Cheguei a casa de meus pais e o cenário que se postava diante dos meus olhos assemelhava-se ao de um terreiro onde se travava uma pequena, polvorenta e buliçosa batalha, em que a poeira de antanho se evidenciava pela reverberação causada pelos finos raios de sol de Inverno que atravessavam a vidraça e o cheiro a mofo desenterrado das entranhas de uma luta. O pó e o bafio atiçaram-me a costumeira reacção alérgica – o eterno acicate da histamina –, tanto física, como mental – este tipo de arrumações e o excesso de zelo que lhe é normalmente associado induzem-me a um estado de melancolia de uma despedida inevitável –, havendo crescido em mim um desejo irrefreável de retroceder uns minutos e adiar por umas horas a visita de um homem emocional, cumpridor das suas obrigações filiais.
Os meus pais, mantendo o seu rigor exclusivista em matéria livresca, como uma espécie de ordem de “não profanação” daquela espaço sagrado de tantos dias de aprazível ócio, arrumavam a sua bem recheada biblioteca, retirando os livros um por um, limpando capas e lombadas, e reparando badanas e folhas que, fora da sua função, se exibiam de forma impudica aos elementos.
Houve um ligeiro resmungo, misturado com uma espécie de prazer de ostentação doutoral, quando chegou o filho inquisidor e metediço, desarrumando as pilhas de livros prontas a regressar aos seus locais de décadas, e lendo os ex-líbris que ambos, enquanto jovens idealistas nos anos vinte das suas vidas, apunham à literatura que adquiriam e liam, bem longe da função de mero adorno que hoje em dia desempenham – a vida por vezes endurece determinados prazeres, tornando-os memórias distantes de um tempo passado, ressessos e sem brilho.

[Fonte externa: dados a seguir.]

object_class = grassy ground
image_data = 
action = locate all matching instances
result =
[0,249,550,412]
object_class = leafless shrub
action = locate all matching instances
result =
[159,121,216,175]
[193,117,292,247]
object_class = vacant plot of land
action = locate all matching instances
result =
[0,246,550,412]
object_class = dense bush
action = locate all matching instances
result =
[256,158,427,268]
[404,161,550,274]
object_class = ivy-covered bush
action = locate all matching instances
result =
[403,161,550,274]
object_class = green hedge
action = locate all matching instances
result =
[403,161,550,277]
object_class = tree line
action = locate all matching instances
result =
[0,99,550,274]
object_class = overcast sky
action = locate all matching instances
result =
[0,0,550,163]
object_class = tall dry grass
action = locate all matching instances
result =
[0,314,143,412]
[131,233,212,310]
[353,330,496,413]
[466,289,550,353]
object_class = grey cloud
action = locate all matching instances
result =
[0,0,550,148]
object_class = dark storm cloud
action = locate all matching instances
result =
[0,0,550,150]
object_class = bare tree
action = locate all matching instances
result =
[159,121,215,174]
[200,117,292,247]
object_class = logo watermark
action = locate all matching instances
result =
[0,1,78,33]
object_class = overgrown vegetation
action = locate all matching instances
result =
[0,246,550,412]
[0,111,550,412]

A minha mãe, mais romanesca e congruente: Somerset Maugham, Irving Wallace, John Steinbeck, Máximo Gorki, e mais um bando de autores de frémito romanesco; o meu pai, mais heterogéneo no estilo literário e nos autores: Camus, Henry Miller, Hemingway, Morris West, dos Passos, Freud, Yourcenar, D. H. Lawrence, e imensos livros de História, cuja maioria versa sobre um dos seus temas bélicos preferidos, a II Guerra Mundial.
Entretanto, vislumbrei uma relíquia pela envolvência da sua composição em obra. Estava encafuado numa das pilhas, já expropriado do seu pó alpino, como as neves eternas: Os Inadaptados, do colossal dramaturgo norte-americano Arthur Miller (1915-2005). Bem conservado, embora com um indisfarçável odor a velho bichado, tratava-se de uma edição da Livros do Brasil de 1961, com tradução de Sousa Victorino, cujo ex-líbris do meu pai assinalava a data de “20-V-67”.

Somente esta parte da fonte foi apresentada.